A wide range of countries is covered in the ESFD, including Austria, England, France, the Low Countries, Poland, Prussia, Russia, Spain, Spanish America and Switzerland. Much of the data relates to different types of taxes, but there is also material relating to army size, wool and cloth exports and imports and stock prices.

How to use the database

To examine a particular data series on the database, the following steps should be taken. First, click on the title of the data series, for example ‘Data collected by Dr Marjolein 't Hart, and used in the preparation of her chapter on 'The United Provinces, 1579-1806' in R. J. Bonney (ed.), The Rise of the Fiscal State in Europe, c. 1200-1815 (Oxford, 1999), pp. 309-326’. Next, click on the dataset that you wish to examine, for example ‘Revenue from farmed taxes in the province of Holland, 1624-1713’. You will be provided with a graph and a series of figures. The graph can be changed between line, point, horizontal bar, vertical bar, horizontal stacked bar and vertical stacked bar. Meanwhile, the table can be read by clicking on the ‘page’ numbers in its bottom left hand corner.

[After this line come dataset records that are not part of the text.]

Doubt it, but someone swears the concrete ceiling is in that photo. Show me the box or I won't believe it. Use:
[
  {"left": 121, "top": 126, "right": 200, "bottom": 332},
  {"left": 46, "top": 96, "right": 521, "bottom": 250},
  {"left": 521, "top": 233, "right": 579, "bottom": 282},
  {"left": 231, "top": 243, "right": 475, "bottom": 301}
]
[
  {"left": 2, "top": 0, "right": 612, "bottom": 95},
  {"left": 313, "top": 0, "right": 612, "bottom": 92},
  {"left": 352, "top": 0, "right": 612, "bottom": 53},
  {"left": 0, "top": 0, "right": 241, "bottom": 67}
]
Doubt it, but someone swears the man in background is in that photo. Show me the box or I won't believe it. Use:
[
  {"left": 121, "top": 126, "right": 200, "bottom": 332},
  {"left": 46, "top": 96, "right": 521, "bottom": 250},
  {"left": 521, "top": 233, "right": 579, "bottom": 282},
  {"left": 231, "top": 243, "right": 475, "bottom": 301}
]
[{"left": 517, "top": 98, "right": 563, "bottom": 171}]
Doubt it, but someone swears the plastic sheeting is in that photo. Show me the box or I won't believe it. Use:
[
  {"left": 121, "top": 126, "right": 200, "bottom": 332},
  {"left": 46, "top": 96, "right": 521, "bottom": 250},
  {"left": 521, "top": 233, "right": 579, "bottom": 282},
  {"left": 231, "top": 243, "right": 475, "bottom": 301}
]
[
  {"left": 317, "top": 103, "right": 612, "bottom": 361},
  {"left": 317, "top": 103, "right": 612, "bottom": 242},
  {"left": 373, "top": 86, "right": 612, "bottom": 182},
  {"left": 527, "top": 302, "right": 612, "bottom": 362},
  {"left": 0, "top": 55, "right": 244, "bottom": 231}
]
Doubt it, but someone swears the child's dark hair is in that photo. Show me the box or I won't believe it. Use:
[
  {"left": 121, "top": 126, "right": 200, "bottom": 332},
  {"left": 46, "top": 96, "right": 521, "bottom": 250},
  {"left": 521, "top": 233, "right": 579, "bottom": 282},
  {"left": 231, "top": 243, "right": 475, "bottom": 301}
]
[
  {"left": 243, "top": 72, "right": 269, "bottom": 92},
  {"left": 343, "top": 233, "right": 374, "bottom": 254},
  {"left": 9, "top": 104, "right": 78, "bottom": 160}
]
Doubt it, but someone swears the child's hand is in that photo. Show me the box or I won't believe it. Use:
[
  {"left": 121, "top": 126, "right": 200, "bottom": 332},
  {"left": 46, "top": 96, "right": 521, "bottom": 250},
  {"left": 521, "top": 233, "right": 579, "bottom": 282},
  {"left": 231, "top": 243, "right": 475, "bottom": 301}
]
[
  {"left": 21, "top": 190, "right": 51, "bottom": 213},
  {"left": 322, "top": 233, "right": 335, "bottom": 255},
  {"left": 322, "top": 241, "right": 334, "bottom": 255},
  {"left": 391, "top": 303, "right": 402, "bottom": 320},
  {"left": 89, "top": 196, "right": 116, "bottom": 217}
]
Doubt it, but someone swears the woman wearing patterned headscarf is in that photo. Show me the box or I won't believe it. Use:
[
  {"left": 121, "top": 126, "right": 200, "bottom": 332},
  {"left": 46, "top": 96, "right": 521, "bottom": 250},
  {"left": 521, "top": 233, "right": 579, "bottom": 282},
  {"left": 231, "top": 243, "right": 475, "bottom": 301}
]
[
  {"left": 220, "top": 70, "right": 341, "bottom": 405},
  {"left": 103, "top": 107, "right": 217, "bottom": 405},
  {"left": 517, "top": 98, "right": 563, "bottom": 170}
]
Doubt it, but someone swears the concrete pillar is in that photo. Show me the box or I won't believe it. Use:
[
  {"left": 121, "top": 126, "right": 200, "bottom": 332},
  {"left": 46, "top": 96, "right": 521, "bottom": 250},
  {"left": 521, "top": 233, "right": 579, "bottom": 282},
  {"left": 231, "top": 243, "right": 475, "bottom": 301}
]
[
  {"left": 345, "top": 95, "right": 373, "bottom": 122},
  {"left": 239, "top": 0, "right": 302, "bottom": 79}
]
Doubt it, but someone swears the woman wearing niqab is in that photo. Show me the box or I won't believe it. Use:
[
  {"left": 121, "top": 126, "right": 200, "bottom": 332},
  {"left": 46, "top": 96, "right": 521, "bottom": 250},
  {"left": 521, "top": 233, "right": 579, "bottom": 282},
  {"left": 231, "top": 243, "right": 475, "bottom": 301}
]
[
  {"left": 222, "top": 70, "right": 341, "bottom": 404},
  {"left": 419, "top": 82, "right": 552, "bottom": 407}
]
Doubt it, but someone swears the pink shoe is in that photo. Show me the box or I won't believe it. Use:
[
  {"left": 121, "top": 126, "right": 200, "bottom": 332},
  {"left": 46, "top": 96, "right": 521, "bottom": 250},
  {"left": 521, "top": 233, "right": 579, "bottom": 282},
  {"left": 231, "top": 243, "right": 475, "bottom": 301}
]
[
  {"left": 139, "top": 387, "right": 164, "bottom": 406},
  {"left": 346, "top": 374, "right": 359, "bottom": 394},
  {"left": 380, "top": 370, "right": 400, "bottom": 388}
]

Two further functions are provided with the dataset; notes on the data and a function for exporting the data to Excel via a .CSV file (comma de-limited text file). The notes on the data can be downloaded. They typically provide information on the unit of measurement used, the primary sources used, any missing years of data and, where appropriate, how the data was calculated.

There is also the potential to search the ESFD for data on particular countries and periods. A search for data on England in the period 1200-1300, for example, can be conducted by typing ‘England’ in the search field and then ‘1200’ in the from field and ‘1300’ in the to field. This search will bring up all data series that contain data relating to that period, namely ‘Data on the geographical distribution of taxable wealth in England, 1291-1535, supplied by Dr R. S. Schofield’, ‘Data prepared on English revenues, 1485-1815, by Professors P. K. O’Brien and Dr P. A. Hunt’ and ‘Miscellaneous published and unpublished data, mostly concerning English revenues (especially those from indirect taxation), supplied by Professor W. M. Ormrod’. It is also possible to search for data on a particular theme, such as indirect tax.

How to add to the database

New contributions to the database are always welcome in the form of statistics relating to state finance, commodities data and data relating to the operation of financial markets. Electronic deposits of data are increasingly considered to be on par with article publication, and can be used to illustrate to funding councils that research has been disseminated.

A form for making deposits is provided on the database. If you would like to make a deposit of data please provide it in the form of an Excel file, accompanied by a brief list of the primary sources used and the details of any publications in which the data has been discussed.